Hurricane Michael: Death toll touches 12, over one million homes without power from Florida to Virginia

Hurricane Michael: Death toll touches 12, over one million homes without power from Florida to Virginia

According to the National Hurricane Center, Hurricane Michael had moved into the Atlantic Ocean northeast of Norfolk, Virginia by early Friday morning.

Mexico Beach: Homes destroyed by Hurricane Michael are shown in this aerial photo Thursday, Oct. 11, 2018, in Mexico Beach, Florida.
Mexico Beach: Homes destroyed by Hurricane Michael are shown in this aerial photo Thursday, Oct. 11, 2018, in Mexico Beach, Florida.

At least 12 people were killed in the states of Florida, Georgia, North Carolina and Virginia as Hurricane Michael continues its rampage after it slammed into Florida’s northwest coast on Friday, officials said.

Hurricane Michael made landfall on Wednesday as a Category 4 on the five-step Saffir-Simpson hurricane scale, near the small panhandle town of Mexico beach with terrifying winds of up to 155 miles per hour (250 km per hour), pushing the sea water inland and causing widespread flooding.

Despite the fact that Hurricane Michael—one the most powerful hurricanes in US history, weakened as it moved over the southeastern United States, authorities expect an increase in the death toll.

“I expect the fatality count to climb today and tomorrow,” Brock Long, head of the Federal Emergency Management Agency (FEMA), told CNN. “Hopefully it doesn’t rise dramatically but it does remain a possibility,” he added.

According to the National Hurricane Center, Michael had moved into the Atlantic Ocean northeast of Norfolk, Virginia by early Friday morning.
Damaged boats sit among debris in a marina in the aftermath of Hurricane Michael in Panama City, Florida, Friday, Oct. 12, 2018.
Damaged boats sit among debris in a marina in the aftermath of Hurricane Michael in Panama City, Florida, Friday, Oct. 12, 2018. 

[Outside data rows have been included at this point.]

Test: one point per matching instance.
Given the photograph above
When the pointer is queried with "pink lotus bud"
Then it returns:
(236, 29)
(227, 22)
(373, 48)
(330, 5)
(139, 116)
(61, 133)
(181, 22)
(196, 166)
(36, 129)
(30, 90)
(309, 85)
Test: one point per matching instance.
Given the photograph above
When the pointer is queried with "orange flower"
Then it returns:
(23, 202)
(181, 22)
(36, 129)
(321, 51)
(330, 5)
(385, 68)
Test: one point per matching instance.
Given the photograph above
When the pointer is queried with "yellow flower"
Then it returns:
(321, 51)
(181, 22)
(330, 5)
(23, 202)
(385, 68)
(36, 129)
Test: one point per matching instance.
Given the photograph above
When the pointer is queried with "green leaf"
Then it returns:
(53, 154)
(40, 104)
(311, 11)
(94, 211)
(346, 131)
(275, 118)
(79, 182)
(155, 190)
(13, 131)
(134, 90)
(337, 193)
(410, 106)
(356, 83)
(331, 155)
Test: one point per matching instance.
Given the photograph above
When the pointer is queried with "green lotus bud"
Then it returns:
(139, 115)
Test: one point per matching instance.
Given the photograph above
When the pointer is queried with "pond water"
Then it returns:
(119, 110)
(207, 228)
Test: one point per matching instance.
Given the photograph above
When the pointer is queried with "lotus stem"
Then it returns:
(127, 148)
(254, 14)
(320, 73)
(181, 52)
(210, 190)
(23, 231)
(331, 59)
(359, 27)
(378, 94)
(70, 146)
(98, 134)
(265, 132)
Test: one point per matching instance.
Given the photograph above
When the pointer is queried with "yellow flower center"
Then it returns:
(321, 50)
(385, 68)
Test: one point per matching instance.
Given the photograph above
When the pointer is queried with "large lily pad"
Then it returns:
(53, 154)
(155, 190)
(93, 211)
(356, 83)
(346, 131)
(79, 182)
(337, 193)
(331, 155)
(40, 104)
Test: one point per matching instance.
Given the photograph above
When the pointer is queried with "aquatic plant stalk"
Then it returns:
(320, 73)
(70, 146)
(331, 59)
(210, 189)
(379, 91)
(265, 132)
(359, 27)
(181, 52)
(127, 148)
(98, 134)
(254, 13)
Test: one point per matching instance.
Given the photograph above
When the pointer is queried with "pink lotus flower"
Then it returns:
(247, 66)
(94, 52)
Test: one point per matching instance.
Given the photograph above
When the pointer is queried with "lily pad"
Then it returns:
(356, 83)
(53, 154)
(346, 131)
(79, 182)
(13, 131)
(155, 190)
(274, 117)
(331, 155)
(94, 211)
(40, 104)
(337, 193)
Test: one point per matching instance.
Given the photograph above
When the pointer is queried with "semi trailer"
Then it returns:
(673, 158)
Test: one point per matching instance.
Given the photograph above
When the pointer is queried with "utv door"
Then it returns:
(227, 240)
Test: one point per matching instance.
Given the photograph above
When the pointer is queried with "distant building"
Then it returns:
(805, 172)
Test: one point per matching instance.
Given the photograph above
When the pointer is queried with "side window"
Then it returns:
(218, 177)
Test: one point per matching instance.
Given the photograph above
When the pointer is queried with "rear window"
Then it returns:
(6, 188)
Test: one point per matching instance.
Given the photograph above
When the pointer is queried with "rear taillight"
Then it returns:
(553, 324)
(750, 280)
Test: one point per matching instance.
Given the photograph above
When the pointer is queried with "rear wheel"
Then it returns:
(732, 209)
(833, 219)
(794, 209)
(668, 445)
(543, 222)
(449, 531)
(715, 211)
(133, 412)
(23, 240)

As reported by news agency Reuters, emergency services carried out dozens of rescue operations that majorly involved rescuing people caught in the moving floodwaters in North Carolina on Thursday. Around 1.1 million homes and businesses were reported to be without power from Florida to Virginia, according to utility companies.

Brad Kieserman of the American Red Cross was quoted by Reuters saying, “The number of people in emergency shelters was expected to swell to 20,000 across five states by Friday.”

With a low barometric pressure recorded at 919 millibars (a measure of a hurricane’s force), Michael was the third strongest storm on record to hit the United States. It is behind only Hurricane Camille that hit the Mississippi Gulf Coast in 1969 and the Labor Day hurricane of 1935 that made landfall in the Florida Keys.